We learn many important lessons from Luke's story, lessons for our families. First, Luke tells us that Jesus' family, in particular, was religious and made their pilgrimage to the Jerusalem temple every year. Actually the Jewish law states that every Jewish male was obligated to a temple pilgrimage, by taking Mary and Jesus along, this family was going beyond what was required. The entire family participated in this expression of religious devotion. We know from another part of the Gospel that as a grown man Jesus attended the synagogue regularly, (Luke says, "as was his custom"). There is nothing so fragmenting and divisive as having part of a family express their religious devotion and the other part not be involved, on the other hand there is nothing so uplifting and inspiring as having one's whole family share in religious devotion.

Furthermore, Luke tells us that this was not a private affair.

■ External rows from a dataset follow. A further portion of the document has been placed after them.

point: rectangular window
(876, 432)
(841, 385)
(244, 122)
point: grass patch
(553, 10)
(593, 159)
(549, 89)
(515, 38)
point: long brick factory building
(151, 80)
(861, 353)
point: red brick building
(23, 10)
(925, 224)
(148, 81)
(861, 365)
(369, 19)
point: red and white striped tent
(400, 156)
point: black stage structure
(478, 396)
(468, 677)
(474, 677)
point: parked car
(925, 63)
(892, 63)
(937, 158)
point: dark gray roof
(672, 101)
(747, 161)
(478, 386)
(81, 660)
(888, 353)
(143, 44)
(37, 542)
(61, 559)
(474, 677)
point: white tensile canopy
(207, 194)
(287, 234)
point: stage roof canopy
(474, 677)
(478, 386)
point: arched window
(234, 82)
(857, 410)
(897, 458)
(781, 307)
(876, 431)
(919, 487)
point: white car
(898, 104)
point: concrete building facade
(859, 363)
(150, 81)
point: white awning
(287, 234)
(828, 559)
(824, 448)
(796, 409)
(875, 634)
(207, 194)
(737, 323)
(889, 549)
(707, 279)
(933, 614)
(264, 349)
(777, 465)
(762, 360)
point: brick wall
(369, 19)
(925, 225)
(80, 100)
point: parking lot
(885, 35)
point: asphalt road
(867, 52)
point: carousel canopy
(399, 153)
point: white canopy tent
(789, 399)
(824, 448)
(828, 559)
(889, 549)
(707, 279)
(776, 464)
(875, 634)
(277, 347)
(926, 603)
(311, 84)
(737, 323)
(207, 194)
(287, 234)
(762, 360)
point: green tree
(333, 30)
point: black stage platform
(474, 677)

There were so many family members, extended family, involved that they did not know who was with whom as the pilgrimage ended, and thus Jesus was overlooked in the caravan. In our mobile society very rarely do we live near extended families- aunts, uncles, grandparents and cousins. Extended families have their pros and cons, but mostly pros. An extended family was responsible for the development of the most complete human being who ever lived.

This was the first time that Jesus would publicly take his own path. Luke develops this story (as does Matthew in his infancy narrative) to foreshadow the Gospel story to follow. Mary and Joseph find Jesus in the midst of scholars asking and answering questions. At the end of his Gospel, Luke has Jesus on the road to Emmaus, asking and answering questions that will refocus the faith of his disciples. In reply to Mary's anguished statement that she and Joseph had been searching for him, Jesus replied why didn't they know where to seek him? This evokes the memory of the angel's question to the women at the tomb, "Why are you seeking the living among the dead?"

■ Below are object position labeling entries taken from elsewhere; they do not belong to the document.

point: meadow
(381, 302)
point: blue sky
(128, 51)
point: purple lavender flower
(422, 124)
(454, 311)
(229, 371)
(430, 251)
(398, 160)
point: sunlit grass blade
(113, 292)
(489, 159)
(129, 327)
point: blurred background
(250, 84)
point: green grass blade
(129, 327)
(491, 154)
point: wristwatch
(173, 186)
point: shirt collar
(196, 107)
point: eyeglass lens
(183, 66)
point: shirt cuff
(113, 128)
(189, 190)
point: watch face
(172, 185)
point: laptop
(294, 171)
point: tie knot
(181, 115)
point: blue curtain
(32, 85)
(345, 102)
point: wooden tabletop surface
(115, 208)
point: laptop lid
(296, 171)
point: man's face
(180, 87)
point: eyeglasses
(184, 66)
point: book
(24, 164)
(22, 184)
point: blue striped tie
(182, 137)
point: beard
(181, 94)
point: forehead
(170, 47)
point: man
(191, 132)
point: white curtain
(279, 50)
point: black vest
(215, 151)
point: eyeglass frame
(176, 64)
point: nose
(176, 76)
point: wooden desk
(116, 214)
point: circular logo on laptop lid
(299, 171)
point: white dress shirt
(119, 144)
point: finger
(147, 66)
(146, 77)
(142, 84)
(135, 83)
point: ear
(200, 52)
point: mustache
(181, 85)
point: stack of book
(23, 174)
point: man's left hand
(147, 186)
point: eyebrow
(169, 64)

The story tells us that Mary and Joseph were grieved about losing him in Jerusalem, only to find him on the third day, the day; decades later those grieved by his death would see his resurrection. In conclusion to his story, Luke would end with these details. Mary and Joseph didn't understand but Mary would continue to ponder it all. Mary's pondering isn't all happening in her head, but Luke tells us that she treasured all these things in her heart and pondered them.

Jesus obediently returned to Nazareth and grew in wisdom, age and grace. For all you teenagers that want to escape from your families just know that the Son of God grew up, as we all do, in a human family. For better, for worse, for richer, for poorer.

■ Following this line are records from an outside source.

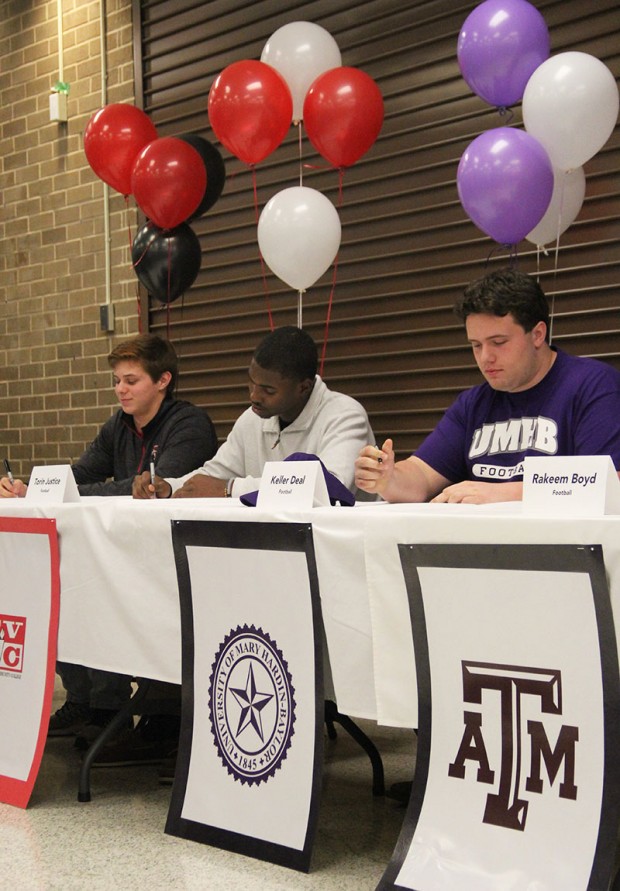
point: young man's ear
(539, 333)
(306, 385)
(164, 380)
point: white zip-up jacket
(332, 426)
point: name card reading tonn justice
(54, 482)
(292, 485)
(579, 486)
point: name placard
(292, 485)
(580, 486)
(54, 482)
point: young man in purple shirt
(536, 400)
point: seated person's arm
(411, 480)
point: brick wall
(55, 384)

Luke's conclusion to the infancy narrative tells everything and at the same time explains nothing more than that Jesus' life is indeed a mystery to be pondered. Luke invites us to join with Mary and Joseph to love Jesus, enough to feel desperate when we lose him, to seek him and ponder his words.

Mary and Joseph's witness in the Gospel shows us that faith always involves risk. It indicates that the love of God and family does not preclude confusion and irritation. Love depends on the willingness to continue reaching out to one another and accepting the fact that family is an ongoing process that must be nurtured consistently by all the persons involved.

This feast of the holy family calls us to celebrate our family, not because Jesus, Mary and Joseph are holy card images, but they too were real people with real problems and challenges, and like them we are real-life seekers and finders of the love for which we were created.